Long exposure to low ambient light has been associated with an increased risk for clinical depression—think SAD, for seasonal affective disorder—and radiologists spend many hours working in the literal dark. Because of this and other risk factors, do rads tend to be more depressed than physicians in other medical specialties?
It’s possible but not proven, as there’s scant data in the literature looking at radiology and depression per se.
Claire Bender, MD, of the Mayo Clinic and fellow researchers found this out when they searched PubMed, Scopus and Google, as they report in the July edition of the Journal of the American College of Radiology.
Despite the lack, the authors write, a small European study did find symptoms of depression and anxiety in 219 radiology residents at the eye-opening rates of 55 percent and 51 percent, respectively.
Meanwhile, they continue, “another risk factor unique to radiology is MRI and its associated magnetic fields.”
Bearing this out, albeit without cause-and-effect evidence, was a small European survey that found one-quarter of MRI technologists suffering with clinical depression.
The latter results “raise the possibility of relevance to radiologists specializing in clinical MRI or MRI research, who may spend increased time” close to but unprotected against strong magnetic fields.
In any case, across the board, clinical depression “affects physicians, including radiologists,” write Bender et al.
They cite a study showing the odds that a physician will commit suicide are about 70 percent higher for male physicians than for men in the general population—and between 250 percent and 400 percent higher for female physicians than other women.
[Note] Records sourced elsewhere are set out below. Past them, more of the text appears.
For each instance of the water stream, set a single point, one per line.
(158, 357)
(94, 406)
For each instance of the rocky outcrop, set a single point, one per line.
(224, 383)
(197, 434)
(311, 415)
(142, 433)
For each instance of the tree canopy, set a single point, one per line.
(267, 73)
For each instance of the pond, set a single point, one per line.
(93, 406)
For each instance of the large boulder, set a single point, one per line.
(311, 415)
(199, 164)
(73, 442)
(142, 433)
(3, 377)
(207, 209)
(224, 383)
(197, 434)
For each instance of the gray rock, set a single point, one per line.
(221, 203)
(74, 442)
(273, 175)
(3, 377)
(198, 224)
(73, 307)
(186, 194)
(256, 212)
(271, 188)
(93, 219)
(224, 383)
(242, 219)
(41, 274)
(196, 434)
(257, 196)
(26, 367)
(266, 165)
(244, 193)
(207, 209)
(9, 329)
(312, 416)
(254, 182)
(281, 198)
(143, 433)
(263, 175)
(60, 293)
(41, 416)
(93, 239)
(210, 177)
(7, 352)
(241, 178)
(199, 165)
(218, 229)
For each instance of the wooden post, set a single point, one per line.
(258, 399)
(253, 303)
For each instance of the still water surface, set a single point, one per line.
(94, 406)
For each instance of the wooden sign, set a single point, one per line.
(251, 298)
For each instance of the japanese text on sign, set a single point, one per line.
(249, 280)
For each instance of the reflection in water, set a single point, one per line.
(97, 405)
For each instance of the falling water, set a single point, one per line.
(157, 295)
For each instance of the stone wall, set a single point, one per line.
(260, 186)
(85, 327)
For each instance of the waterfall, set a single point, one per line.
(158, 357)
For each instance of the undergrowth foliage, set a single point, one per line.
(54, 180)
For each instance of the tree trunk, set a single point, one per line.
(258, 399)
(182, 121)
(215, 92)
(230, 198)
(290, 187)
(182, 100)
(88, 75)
“Medical professionals, including radiologists, may be more comfortable treating a patient than being one, and psychiatric issues may be regarded as taboo for discussion, so the issue of clinical depression in the specialty and subspecialty has not received widespread attention,” the authors write.
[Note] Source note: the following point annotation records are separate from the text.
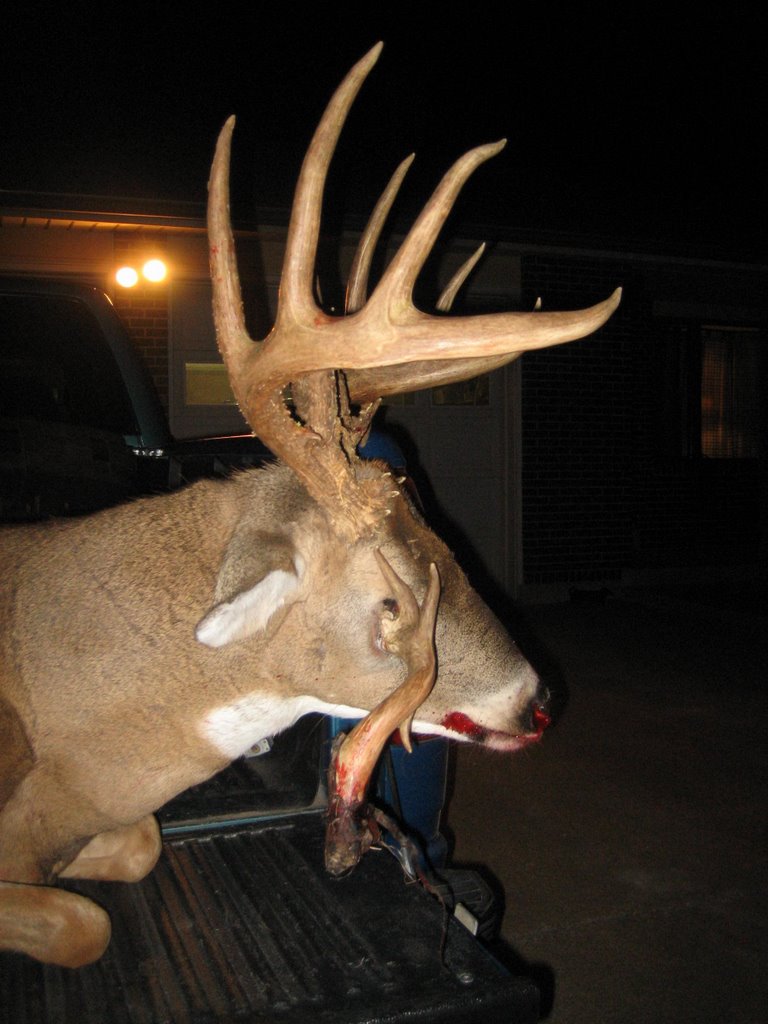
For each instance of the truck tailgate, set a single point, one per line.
(247, 926)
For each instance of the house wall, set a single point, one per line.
(609, 497)
(573, 472)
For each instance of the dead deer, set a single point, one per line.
(145, 647)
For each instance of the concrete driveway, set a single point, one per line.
(631, 844)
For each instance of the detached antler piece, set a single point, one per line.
(409, 634)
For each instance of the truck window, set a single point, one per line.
(54, 366)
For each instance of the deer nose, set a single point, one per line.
(539, 710)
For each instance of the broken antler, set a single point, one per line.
(384, 346)
(410, 635)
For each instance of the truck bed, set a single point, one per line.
(247, 926)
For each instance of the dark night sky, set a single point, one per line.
(650, 129)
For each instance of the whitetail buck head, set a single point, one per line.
(144, 648)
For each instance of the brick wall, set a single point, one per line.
(143, 308)
(602, 492)
(579, 421)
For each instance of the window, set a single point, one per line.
(730, 392)
(707, 396)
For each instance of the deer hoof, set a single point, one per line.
(52, 926)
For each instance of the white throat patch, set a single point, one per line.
(235, 728)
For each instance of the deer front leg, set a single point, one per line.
(51, 925)
(125, 854)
“There is a public health benefit associated with radiologists’ seeking treatment for depression and suicidality,” Bender and colleagues conclude. “If practices and state licensing boards develop model regulations and policies that encourage radiologists to seek help, this would be of value. Education forums through continuing medical education on physician depression, suicide, and the risks and resources for help should also be developed for physicians in general and specific to radiologists as well.”
The authors point out that confidential help is available through local mental-health facilities as well as nationally through the Federation of State Physician Health Programs and the National Alliance on Mental Illness.